Witam
I znów mamy klin... Wyznaczony przez maksima z 27/08 (10,48) i 02/11 (9,49) oraz minima z 02/07 (6,20) i 14/10 (8,60). Niemal przez srodek przebiega wspacie, ok. 9,20zł. Wsparcie to jest jednocześnie dolną granicą kanału "bocznego" w zakresie 9,20 - 9,50...
Jeśli jutro podejdziemy pod 9,50 - dobra nasza.
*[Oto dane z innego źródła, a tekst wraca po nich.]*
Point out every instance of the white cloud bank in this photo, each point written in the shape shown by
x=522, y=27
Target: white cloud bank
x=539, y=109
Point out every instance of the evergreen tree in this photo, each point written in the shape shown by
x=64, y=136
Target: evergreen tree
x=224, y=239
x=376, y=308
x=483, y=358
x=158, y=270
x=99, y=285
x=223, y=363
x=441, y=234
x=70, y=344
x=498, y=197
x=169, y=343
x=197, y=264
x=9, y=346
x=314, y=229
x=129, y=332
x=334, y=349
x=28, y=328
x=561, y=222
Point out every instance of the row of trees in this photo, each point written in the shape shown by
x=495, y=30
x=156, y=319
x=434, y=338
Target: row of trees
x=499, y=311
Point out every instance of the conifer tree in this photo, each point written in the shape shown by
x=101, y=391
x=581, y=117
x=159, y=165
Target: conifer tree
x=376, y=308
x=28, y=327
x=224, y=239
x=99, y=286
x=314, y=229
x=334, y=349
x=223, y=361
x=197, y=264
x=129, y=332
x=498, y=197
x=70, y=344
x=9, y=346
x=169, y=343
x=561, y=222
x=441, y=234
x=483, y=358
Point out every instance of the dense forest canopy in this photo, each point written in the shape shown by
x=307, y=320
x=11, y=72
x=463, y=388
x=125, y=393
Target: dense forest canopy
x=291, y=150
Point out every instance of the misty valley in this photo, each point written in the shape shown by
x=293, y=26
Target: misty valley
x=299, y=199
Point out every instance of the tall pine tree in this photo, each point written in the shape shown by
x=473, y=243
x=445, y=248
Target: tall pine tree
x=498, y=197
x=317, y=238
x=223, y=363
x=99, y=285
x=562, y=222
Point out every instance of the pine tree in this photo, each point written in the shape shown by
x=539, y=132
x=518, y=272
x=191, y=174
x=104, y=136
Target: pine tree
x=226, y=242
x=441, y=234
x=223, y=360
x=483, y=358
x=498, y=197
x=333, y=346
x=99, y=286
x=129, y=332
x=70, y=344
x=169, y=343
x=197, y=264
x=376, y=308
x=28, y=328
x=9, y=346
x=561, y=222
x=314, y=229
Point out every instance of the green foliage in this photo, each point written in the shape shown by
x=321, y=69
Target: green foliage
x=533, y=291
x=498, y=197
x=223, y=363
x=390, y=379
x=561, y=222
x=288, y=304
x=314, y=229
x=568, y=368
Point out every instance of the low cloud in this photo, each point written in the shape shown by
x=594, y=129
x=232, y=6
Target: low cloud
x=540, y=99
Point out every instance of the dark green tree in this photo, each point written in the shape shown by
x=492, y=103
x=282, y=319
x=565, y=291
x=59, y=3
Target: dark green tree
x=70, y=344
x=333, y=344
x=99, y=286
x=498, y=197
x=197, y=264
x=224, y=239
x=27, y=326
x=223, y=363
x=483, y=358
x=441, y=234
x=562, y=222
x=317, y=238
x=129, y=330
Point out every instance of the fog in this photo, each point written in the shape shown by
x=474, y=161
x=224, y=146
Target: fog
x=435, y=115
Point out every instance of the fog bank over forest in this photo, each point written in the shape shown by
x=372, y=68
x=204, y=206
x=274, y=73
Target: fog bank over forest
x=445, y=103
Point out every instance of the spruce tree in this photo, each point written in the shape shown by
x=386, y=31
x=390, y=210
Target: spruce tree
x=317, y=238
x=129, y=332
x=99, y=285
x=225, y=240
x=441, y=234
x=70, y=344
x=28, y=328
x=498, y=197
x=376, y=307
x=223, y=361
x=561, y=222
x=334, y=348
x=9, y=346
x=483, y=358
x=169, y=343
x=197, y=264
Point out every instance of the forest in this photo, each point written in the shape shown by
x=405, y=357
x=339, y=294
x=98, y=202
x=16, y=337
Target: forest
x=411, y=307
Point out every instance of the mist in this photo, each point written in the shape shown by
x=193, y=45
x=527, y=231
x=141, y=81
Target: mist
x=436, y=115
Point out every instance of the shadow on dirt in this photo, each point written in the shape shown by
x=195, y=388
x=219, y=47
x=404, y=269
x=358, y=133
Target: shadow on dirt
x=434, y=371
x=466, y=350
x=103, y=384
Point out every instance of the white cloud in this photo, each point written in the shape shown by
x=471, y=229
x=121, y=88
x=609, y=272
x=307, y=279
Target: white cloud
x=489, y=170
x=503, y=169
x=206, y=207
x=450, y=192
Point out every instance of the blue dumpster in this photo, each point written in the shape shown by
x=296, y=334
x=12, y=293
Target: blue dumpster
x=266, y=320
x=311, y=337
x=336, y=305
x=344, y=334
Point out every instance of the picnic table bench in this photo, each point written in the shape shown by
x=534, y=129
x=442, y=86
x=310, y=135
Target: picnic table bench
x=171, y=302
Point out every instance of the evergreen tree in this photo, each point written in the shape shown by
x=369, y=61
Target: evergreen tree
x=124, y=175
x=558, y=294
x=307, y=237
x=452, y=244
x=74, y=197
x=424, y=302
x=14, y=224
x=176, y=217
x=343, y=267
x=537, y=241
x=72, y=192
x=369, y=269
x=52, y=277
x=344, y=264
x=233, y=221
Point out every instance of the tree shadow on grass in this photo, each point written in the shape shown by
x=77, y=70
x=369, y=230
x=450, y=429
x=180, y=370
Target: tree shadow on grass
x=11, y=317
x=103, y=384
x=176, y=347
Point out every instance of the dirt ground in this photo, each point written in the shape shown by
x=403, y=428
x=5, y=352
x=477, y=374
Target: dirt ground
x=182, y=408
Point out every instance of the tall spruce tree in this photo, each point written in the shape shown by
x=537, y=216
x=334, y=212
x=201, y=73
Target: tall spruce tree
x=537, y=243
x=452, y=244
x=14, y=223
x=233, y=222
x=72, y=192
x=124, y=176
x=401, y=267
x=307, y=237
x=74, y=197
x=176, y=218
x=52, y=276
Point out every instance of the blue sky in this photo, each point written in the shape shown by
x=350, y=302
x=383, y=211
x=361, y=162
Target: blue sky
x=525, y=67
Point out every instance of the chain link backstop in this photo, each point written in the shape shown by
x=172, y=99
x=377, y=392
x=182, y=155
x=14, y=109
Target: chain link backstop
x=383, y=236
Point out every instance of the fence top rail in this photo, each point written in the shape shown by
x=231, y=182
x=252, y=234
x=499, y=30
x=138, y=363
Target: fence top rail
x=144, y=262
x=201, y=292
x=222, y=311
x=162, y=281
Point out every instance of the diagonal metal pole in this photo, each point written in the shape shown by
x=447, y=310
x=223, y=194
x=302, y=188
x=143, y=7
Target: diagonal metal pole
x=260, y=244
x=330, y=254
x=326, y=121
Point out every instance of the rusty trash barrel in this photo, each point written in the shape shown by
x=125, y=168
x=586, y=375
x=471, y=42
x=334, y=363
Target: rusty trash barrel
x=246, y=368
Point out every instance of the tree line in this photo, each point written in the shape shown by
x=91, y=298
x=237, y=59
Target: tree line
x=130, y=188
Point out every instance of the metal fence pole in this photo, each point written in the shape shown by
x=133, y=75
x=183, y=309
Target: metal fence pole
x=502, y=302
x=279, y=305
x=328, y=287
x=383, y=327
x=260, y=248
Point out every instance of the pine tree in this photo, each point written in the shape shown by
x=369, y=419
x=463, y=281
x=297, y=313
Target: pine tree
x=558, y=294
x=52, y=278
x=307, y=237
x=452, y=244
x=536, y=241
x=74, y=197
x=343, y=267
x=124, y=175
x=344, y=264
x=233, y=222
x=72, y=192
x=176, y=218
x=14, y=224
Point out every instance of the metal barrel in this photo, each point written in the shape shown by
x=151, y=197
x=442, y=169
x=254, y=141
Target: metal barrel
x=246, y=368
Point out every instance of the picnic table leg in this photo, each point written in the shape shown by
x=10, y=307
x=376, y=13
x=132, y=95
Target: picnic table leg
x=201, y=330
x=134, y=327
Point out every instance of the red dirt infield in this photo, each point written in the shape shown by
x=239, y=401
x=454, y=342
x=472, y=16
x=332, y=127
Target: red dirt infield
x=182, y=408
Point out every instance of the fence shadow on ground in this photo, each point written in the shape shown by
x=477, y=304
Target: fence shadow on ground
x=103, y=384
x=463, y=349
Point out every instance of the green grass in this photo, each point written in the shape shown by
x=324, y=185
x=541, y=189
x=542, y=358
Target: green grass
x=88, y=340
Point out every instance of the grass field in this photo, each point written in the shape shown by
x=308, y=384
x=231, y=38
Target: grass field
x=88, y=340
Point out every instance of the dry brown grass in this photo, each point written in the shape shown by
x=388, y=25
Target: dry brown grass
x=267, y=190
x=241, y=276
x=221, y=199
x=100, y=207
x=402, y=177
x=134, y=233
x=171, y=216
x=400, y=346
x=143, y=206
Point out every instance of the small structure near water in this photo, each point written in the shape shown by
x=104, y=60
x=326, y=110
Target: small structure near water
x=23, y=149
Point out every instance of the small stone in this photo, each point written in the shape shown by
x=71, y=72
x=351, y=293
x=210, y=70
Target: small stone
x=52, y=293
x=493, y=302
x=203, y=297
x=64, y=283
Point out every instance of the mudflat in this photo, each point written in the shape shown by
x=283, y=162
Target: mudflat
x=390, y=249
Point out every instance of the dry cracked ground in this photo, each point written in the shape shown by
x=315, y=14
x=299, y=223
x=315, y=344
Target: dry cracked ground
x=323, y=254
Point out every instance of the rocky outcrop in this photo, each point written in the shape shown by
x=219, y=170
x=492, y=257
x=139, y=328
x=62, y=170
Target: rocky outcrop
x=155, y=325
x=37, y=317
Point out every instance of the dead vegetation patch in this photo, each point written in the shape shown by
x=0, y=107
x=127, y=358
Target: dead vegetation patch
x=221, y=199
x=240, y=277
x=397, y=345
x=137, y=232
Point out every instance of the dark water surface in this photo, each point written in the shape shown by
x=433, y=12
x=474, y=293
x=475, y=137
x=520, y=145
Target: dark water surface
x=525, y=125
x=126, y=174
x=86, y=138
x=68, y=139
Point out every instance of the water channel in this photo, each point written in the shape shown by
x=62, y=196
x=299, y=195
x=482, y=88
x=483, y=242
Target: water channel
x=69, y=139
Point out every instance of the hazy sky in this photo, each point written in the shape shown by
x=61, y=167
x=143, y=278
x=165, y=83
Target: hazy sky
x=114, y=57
Znaczyć to będzie, że opuścimy klin górą i będziemy atakować opór 9,57. Jeżeli nie, możemy odbijać się w wąziutkiej końcówce klina, aż do 9,36 (byłby to wtorek/ środa) by ostatecznie wykonać gwałtowny ruch. Góra lub dół, jeszcze nie wiem.
Pocieszające jest, że dzisiejszy spadek był na stosunkowo małych obrotach.
Osobiście sądzę, że jutro będzie zdecydowana próba wyjścia z klina górą i atak na opór 9,57zł.
Przecież nasz Nowy Udziałowiec nie może pozwolić na zwałę, czyż nie?! :-)
Pozdrawiam
I tradycyjnie - Jest to moje subiektywne zdanie, proszę nie brać tego jako pewnik.